I didn’t intend to see Snape parallels when I picked up this book, but they’re plentiful. The narration alternates between a middle-school Korean girl, Sun-hee, and her young adult brother as they live with their parents through Japan’s colonization of Korea during World War II. The story is set a decade or two after the events of Fantastic Beasts: The Crimes of Grindelwald, but Japan was already occupying Korea by then, so it does provide some context for anyone who saw Claudia Kim’s Nagini and wondered what life might have been like for a young Korean woman at that time.
Literacy and reading are at the core of this resistance story. Sun-hee’s uncle goes into hiding and runs an underground printing press. The Japanese army sends people to search Korean homes for seditious writings, and of course all post is monitored. Sun-hee’s brother tells her that when he writes her letters, she must learn to read between the lines. The most thrilling passages of this suspenseful book come when we witness Sun-hee becoming an expert close reader. It’s a beautiful example of fiction that demonstrates how close reading is one of the most essential skills for survival.

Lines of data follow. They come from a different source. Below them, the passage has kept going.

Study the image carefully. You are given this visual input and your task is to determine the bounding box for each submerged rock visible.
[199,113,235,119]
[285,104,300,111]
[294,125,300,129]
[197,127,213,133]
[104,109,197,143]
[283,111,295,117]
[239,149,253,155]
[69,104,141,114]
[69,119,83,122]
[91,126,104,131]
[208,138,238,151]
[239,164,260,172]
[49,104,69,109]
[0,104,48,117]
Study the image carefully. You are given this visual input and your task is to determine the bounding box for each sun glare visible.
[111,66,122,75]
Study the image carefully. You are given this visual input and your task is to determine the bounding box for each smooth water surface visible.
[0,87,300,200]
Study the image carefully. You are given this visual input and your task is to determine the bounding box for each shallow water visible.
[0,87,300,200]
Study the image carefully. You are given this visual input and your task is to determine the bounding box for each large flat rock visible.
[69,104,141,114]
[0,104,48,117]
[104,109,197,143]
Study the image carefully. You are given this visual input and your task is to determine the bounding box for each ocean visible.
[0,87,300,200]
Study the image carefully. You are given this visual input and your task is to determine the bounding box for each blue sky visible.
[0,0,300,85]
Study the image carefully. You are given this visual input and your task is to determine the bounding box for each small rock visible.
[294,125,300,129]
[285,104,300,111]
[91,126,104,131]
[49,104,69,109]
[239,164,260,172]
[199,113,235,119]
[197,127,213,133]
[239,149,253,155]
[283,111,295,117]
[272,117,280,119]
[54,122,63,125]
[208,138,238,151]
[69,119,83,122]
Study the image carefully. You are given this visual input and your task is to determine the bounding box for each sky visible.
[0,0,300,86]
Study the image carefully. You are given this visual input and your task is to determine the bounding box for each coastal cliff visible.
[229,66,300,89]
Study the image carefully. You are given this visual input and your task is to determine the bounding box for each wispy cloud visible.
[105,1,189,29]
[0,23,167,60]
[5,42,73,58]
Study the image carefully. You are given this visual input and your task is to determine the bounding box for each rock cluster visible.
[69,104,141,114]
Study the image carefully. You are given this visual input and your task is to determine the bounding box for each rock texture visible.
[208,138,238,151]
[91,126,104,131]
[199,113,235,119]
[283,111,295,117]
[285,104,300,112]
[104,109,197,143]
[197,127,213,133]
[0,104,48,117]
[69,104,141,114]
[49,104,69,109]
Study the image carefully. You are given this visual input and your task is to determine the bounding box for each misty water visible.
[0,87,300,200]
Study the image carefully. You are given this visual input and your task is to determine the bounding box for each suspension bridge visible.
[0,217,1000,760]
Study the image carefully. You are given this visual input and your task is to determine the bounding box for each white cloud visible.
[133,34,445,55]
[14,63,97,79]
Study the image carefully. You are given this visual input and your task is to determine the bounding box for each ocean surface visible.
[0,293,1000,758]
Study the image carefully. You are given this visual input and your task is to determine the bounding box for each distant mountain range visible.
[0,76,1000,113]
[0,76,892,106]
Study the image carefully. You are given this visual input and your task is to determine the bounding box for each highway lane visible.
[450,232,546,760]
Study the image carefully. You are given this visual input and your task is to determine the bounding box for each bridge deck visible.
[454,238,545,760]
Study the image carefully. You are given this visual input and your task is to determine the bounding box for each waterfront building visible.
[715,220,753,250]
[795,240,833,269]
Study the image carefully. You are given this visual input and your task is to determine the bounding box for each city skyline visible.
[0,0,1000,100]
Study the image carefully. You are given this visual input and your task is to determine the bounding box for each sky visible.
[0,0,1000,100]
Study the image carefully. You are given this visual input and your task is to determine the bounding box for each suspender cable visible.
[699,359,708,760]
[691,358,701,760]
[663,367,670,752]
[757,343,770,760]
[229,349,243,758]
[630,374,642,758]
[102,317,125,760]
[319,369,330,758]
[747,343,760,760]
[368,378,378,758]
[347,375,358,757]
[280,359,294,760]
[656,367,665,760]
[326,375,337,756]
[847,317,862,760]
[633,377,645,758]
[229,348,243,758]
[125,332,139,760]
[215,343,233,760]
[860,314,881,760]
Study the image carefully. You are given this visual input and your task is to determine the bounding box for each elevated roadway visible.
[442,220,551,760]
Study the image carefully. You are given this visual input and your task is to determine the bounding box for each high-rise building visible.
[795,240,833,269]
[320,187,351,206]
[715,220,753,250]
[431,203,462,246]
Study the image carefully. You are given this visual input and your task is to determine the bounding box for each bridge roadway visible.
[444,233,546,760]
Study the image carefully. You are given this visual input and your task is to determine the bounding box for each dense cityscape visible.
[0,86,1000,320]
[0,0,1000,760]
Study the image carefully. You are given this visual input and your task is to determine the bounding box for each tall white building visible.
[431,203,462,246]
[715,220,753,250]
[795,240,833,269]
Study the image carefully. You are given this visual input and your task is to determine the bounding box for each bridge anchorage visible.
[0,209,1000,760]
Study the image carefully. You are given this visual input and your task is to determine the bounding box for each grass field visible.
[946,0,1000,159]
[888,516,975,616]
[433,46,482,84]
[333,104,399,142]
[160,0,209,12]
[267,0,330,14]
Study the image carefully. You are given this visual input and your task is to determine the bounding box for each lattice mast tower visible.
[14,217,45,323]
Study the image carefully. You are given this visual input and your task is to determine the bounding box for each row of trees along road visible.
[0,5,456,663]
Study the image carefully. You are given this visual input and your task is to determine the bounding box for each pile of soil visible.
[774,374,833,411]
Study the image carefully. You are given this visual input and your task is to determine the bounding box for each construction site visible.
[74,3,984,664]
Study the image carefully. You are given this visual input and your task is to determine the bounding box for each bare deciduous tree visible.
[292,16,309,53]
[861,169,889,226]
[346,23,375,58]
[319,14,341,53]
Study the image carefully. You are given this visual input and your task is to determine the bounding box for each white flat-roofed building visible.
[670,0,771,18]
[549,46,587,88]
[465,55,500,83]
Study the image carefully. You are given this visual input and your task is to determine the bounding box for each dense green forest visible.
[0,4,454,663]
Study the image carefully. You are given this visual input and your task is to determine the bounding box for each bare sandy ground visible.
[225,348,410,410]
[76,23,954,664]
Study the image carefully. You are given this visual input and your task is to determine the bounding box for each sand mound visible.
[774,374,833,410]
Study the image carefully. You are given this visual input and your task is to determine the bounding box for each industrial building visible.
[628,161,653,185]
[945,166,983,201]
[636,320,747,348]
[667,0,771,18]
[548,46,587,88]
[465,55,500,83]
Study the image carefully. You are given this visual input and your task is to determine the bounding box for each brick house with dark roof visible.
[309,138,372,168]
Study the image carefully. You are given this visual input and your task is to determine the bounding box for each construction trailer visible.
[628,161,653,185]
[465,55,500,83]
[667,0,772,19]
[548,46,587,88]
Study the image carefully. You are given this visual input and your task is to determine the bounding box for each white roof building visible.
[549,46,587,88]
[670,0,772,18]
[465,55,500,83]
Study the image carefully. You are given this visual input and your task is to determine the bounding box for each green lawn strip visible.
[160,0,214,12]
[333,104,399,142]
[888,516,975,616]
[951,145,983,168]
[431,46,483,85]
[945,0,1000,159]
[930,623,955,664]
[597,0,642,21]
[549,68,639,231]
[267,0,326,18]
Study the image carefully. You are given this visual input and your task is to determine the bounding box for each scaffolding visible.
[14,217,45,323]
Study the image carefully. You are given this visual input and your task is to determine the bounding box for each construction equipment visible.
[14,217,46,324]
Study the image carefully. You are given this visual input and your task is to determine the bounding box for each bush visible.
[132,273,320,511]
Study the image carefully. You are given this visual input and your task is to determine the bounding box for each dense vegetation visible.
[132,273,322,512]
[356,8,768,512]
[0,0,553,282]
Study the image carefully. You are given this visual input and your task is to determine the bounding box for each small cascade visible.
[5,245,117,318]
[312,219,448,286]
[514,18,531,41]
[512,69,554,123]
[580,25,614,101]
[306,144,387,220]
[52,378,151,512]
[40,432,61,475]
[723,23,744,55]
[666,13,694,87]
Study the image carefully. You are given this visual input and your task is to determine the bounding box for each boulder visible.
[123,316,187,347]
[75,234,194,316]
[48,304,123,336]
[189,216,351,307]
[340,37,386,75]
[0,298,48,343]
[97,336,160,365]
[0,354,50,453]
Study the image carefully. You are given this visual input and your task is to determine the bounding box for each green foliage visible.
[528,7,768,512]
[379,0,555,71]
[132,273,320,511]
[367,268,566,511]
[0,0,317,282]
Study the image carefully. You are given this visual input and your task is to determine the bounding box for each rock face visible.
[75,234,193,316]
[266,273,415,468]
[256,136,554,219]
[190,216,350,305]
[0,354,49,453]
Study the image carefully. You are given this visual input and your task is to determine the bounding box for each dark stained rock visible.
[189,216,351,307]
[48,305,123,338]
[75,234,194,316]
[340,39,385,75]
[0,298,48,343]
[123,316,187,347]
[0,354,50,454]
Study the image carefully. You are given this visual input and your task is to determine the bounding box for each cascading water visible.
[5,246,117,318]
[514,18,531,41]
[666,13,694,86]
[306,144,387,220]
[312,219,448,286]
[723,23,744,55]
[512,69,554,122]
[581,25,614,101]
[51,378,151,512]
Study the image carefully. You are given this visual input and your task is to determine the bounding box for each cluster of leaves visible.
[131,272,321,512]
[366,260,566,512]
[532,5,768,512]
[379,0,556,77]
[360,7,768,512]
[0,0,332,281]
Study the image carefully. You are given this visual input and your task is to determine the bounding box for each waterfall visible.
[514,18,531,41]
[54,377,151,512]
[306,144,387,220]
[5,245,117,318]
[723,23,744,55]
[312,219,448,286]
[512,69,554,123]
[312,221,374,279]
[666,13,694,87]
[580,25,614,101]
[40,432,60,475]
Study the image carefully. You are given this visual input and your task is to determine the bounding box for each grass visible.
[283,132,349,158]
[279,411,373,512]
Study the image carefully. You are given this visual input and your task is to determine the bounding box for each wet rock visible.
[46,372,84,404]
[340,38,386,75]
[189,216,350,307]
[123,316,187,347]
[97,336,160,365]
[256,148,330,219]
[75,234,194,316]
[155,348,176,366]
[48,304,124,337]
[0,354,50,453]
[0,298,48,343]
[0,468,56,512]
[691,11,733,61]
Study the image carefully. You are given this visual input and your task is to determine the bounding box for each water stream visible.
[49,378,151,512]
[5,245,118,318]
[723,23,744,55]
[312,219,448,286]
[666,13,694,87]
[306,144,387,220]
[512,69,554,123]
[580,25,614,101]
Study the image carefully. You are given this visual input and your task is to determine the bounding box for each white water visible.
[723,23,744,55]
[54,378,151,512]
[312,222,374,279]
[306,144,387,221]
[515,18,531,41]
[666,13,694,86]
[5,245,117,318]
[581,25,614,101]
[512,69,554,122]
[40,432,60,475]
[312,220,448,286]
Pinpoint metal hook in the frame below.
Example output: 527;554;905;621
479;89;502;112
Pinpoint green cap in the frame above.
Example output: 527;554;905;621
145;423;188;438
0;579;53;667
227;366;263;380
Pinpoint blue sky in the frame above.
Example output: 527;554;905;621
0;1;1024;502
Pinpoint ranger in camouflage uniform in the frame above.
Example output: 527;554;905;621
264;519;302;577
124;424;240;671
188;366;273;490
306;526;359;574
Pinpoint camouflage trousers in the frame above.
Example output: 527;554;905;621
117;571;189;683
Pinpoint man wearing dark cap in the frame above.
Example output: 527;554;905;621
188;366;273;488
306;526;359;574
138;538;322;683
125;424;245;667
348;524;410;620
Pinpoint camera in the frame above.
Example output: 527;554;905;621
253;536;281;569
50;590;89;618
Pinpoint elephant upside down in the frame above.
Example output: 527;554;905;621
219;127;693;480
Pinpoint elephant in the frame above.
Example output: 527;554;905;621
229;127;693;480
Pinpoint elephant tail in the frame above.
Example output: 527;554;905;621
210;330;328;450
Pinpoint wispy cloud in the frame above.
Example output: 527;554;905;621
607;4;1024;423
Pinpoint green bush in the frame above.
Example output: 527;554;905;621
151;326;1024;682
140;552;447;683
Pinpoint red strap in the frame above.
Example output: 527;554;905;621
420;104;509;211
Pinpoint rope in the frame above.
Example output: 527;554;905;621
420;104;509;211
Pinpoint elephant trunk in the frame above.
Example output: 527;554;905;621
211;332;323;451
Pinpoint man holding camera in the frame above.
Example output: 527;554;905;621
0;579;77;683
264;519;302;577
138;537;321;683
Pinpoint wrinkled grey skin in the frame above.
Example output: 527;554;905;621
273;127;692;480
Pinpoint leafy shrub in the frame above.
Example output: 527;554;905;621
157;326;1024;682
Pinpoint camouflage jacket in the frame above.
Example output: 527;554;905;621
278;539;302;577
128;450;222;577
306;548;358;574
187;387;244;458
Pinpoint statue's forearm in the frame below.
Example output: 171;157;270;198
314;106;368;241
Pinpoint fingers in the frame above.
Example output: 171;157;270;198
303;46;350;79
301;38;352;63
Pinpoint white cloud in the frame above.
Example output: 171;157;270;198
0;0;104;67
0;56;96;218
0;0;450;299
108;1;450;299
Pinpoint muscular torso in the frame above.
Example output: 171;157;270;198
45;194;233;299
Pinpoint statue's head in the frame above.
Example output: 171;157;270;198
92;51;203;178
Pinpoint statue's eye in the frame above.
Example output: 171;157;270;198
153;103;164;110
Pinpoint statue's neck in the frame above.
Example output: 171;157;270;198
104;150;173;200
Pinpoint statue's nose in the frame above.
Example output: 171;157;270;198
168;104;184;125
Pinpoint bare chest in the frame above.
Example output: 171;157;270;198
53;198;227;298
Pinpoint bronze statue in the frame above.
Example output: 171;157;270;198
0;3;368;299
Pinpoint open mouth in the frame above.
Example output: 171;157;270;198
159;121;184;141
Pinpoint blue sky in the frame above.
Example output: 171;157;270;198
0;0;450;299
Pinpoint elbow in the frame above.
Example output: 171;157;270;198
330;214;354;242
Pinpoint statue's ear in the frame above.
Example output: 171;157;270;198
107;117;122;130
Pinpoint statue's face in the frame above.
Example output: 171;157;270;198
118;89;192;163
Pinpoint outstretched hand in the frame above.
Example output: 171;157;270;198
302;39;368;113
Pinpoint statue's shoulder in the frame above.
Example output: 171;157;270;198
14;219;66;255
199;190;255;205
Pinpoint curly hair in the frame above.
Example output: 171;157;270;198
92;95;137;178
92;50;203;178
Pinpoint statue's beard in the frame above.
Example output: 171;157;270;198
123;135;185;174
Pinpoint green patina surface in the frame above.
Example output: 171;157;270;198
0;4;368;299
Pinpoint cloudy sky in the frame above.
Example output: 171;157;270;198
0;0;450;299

As for the Snapeyness of this book: Sometimes, what looks like acquiescence or collaboration may not be. Sometimes, personal friendships can survive bad politics. Sometimes, people commit themselves to resistance while knowing that they will be thought, in life and even after death, to be collaborators or traitors. You don’t always have to lose faith in your loved ones. Sometimes it’s not safe for them to tell you everything they’re doing.